Smoky Kale Caesar Salad

makes 3-4 servings

  • 1 tablespoon red wine vinegar
  • 1 tablespoon lemon juice
  • 2 cloves garlic, sliced
  • 2-3 anchovy filets, chopped
  • 1  1/2 teaspoons dried chili powder
  • 1  1/2 teaspoons smoked paprika
  • salt & pepper
  • 1/4 cup extra-virgin olive oil
  • 1/2 cup Parmesan cheese, grated
  • 1/3 cup sharp white cheddar, shredded
  • 1 egg yolk
  • 9-10 cups lacinato kale, chopped (about 2 bunches)
  • 2 cups torn croutons (see recipe below)

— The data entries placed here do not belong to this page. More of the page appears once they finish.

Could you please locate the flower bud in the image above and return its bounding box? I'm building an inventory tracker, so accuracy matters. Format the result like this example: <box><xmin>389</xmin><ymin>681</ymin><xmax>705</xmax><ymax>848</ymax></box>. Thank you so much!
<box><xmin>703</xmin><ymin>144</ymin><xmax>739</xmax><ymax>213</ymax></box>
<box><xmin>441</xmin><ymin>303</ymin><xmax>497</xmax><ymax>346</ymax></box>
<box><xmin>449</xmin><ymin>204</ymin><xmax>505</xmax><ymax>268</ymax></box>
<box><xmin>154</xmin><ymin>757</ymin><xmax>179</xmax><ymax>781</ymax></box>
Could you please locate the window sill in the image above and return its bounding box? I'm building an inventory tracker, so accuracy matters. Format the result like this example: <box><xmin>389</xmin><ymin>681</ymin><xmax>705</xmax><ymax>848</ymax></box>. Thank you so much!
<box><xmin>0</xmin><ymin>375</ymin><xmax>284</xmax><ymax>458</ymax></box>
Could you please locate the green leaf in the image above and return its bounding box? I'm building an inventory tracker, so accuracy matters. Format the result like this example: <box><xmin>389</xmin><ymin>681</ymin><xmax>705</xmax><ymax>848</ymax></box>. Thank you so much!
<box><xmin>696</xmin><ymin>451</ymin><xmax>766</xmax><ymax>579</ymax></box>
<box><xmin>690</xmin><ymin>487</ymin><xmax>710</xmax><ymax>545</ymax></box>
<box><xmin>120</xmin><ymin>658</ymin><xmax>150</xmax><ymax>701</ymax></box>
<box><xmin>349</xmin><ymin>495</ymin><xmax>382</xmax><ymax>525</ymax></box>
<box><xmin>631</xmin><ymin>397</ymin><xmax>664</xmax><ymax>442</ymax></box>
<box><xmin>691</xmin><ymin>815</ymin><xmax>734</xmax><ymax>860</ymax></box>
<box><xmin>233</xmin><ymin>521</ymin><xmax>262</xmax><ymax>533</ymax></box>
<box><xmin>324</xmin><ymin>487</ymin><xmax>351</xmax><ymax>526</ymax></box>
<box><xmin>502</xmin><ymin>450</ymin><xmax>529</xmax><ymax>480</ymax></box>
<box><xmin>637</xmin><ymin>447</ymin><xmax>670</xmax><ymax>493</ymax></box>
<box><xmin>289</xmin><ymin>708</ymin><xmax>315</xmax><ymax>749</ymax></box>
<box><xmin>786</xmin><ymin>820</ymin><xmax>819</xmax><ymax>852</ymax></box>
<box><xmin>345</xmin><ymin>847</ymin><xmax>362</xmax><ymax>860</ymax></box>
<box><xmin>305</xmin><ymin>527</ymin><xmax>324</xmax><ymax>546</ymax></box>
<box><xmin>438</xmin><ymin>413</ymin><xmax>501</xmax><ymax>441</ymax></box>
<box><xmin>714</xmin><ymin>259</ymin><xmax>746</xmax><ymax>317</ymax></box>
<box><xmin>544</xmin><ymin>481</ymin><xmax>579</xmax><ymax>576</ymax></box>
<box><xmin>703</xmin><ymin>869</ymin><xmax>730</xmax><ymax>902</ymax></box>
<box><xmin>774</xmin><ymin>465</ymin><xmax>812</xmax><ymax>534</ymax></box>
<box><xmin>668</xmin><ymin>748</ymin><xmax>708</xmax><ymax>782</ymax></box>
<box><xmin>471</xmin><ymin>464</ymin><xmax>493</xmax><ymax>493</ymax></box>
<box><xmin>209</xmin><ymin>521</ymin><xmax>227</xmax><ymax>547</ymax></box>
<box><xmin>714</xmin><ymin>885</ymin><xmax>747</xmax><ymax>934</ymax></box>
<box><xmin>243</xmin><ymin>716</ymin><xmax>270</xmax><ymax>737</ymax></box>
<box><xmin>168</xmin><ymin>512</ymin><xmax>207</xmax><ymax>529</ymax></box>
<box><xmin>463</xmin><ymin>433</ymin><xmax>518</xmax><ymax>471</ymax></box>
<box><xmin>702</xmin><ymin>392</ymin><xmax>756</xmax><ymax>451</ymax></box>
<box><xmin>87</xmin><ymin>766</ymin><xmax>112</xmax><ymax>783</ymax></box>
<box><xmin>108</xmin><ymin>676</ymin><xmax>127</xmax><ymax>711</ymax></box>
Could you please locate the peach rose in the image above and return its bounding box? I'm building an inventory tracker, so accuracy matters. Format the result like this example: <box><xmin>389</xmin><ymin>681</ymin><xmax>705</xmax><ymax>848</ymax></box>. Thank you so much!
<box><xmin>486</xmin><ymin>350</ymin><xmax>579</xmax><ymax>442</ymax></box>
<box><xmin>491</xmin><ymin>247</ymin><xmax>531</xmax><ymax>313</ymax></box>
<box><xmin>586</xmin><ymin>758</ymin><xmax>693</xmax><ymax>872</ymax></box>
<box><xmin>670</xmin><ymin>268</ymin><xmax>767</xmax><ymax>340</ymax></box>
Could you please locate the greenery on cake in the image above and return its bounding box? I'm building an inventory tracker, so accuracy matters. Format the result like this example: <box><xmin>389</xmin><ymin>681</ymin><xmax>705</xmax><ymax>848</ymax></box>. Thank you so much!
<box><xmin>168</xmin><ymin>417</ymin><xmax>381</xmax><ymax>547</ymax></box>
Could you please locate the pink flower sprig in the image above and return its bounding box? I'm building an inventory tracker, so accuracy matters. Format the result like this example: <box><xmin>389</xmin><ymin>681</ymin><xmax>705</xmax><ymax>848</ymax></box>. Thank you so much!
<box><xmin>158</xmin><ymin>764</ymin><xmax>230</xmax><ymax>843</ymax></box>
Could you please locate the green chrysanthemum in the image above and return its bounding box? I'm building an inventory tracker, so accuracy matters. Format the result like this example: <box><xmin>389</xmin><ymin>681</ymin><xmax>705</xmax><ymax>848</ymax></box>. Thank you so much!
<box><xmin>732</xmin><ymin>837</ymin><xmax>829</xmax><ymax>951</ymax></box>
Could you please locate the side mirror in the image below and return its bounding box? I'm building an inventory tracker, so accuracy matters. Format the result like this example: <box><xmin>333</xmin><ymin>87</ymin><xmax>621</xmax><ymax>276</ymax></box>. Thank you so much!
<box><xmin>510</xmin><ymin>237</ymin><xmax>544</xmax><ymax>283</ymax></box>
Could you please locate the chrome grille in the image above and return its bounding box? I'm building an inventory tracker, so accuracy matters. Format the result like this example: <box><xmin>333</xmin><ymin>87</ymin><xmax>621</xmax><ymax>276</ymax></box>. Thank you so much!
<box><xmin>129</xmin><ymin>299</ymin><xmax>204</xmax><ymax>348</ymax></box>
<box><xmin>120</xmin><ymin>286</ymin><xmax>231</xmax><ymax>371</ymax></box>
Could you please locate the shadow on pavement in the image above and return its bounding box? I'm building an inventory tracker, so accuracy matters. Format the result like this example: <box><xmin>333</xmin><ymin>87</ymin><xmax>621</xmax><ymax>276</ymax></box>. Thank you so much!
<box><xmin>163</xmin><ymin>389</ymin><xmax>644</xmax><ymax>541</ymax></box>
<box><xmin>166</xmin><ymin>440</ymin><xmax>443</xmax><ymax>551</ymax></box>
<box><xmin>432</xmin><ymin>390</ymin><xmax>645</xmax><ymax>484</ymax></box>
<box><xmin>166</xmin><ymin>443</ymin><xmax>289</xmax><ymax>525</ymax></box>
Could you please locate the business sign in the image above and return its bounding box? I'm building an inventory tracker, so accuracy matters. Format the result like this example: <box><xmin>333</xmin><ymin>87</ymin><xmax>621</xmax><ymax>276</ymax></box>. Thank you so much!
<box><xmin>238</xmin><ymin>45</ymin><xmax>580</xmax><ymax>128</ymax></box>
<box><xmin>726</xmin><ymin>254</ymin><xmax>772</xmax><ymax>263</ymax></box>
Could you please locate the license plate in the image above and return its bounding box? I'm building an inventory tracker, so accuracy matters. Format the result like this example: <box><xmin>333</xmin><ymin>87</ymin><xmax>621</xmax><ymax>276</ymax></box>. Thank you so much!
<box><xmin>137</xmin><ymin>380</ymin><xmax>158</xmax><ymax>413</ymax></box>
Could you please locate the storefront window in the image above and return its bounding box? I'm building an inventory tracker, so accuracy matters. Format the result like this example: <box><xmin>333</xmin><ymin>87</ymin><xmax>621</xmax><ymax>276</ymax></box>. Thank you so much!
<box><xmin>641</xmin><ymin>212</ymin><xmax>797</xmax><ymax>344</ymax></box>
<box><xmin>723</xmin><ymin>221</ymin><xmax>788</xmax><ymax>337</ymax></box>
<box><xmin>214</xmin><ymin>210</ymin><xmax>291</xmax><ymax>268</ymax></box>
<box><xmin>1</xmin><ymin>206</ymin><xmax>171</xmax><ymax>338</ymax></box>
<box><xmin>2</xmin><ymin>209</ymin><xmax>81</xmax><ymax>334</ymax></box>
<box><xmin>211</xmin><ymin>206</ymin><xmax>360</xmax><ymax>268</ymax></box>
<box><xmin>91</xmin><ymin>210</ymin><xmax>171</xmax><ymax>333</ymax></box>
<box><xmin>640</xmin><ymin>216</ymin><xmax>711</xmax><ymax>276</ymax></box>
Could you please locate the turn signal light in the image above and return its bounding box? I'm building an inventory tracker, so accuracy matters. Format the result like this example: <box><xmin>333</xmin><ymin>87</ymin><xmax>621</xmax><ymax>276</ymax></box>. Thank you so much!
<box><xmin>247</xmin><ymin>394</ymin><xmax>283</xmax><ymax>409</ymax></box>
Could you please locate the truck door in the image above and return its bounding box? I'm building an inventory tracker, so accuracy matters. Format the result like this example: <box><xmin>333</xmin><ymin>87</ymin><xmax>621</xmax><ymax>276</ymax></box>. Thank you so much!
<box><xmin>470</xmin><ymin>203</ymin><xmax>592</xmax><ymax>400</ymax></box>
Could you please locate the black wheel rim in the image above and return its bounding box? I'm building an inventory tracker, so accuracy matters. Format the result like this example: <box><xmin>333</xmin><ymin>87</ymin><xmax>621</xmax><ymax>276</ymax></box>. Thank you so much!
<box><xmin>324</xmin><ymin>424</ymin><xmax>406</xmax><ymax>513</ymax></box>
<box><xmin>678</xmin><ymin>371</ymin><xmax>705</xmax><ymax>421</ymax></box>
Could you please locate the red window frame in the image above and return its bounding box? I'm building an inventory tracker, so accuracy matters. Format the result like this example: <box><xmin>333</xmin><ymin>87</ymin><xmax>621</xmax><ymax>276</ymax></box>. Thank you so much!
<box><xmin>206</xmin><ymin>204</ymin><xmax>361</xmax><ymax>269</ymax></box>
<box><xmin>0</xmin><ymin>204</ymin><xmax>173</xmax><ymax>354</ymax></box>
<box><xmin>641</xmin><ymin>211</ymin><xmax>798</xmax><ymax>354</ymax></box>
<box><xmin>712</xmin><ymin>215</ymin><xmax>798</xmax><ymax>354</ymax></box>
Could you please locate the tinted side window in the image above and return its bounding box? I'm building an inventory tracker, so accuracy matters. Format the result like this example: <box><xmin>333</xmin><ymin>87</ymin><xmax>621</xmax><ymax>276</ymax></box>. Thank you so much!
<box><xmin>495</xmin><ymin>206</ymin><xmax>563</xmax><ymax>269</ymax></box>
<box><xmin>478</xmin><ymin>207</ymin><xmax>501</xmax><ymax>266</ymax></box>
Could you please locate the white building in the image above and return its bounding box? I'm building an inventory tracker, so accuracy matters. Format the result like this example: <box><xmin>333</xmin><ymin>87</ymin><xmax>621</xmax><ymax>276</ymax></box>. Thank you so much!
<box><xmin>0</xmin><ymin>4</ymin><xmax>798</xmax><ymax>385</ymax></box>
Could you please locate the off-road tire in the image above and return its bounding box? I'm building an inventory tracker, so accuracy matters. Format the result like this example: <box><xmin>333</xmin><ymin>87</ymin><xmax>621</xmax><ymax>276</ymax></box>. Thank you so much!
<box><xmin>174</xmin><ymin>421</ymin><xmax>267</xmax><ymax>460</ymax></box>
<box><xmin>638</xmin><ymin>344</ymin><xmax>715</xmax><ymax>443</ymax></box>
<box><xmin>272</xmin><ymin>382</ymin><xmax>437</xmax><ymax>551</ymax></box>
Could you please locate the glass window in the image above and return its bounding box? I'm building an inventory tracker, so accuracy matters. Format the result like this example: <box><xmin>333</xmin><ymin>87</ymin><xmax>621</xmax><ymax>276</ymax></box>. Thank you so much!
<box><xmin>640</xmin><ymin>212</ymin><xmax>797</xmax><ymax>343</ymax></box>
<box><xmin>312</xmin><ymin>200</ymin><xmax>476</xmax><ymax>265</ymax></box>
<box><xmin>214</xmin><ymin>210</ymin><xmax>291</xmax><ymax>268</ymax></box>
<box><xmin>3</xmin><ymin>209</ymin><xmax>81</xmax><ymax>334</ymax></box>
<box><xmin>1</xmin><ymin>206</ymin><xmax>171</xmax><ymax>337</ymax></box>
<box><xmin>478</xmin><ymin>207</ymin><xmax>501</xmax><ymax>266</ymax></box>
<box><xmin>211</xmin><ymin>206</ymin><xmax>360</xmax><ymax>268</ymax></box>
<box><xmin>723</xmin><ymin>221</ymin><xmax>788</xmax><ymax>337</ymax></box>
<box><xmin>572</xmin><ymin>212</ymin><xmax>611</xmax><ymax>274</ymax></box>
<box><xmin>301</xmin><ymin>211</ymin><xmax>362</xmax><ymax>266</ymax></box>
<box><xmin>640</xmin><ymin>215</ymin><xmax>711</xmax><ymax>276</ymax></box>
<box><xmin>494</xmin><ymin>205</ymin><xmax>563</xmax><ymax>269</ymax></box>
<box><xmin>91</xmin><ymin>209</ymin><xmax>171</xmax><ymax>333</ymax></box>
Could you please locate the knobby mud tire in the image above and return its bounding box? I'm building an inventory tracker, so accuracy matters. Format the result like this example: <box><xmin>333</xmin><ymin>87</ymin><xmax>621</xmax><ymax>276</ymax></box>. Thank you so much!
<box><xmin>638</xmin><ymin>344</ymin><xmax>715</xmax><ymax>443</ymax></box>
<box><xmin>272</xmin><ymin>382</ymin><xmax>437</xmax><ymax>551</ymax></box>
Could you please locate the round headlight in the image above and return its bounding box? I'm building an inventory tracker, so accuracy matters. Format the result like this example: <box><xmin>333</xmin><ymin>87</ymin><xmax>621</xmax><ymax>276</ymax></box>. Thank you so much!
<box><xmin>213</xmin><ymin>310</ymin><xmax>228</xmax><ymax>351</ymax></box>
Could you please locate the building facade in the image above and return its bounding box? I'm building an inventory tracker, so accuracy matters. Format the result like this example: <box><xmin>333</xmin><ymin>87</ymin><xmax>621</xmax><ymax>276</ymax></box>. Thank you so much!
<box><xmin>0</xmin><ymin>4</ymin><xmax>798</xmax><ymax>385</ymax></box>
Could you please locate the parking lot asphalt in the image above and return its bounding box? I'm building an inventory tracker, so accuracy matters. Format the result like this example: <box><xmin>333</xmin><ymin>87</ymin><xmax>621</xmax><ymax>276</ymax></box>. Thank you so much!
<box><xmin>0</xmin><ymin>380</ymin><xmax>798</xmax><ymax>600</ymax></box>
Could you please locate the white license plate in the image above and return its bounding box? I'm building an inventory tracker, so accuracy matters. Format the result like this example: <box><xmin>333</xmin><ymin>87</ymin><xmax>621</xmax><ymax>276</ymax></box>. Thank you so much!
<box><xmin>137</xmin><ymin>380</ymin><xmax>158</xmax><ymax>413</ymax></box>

To make the dressing, mix the vinegar, lemon juice, garlic, anchovies, chili powder, and smoked paprika in a small bowl (or wide mouthed jar). Add olive oil and the egg yolk and mix the dressing with an immersion blender until well incorporated.  Toss in 1/4 cup of the Parmesan cheese and add salt & pepper to taste.  It’s best to dip a kale leaf in the dressing to figure out if you need to add more acid or seasoning.

Put the chopped kale in your tossing bowl.  Add dressing a bit at a time and mix it up with some more Parmesan and shredded cheddar. It’s best to “massage” the kale to help saturate the leaves.  Taste to see if it’s been properly dressed.  Right before serving, toss in the croutons then top with a little Parmesan cheese, and fresh ground pepper to taste.



  • half loaf of day old country bread
  • olive oil
  • kosher salt
  • dried herbs (I make a thyme, basil & oregano combo)
  • garlic powder

Preheat oven to 350 F. Tear bread into 1 inch pieces and layer on a baking sheet. Add a few glugs of olive oil and toss until oil is evenly distributed. Season with a pinch of  kosher salt. Place prepared croutons into the oven and bake for 10 minutes, stir and bake another 5-8 minutes (15 minutes total) until golden brown.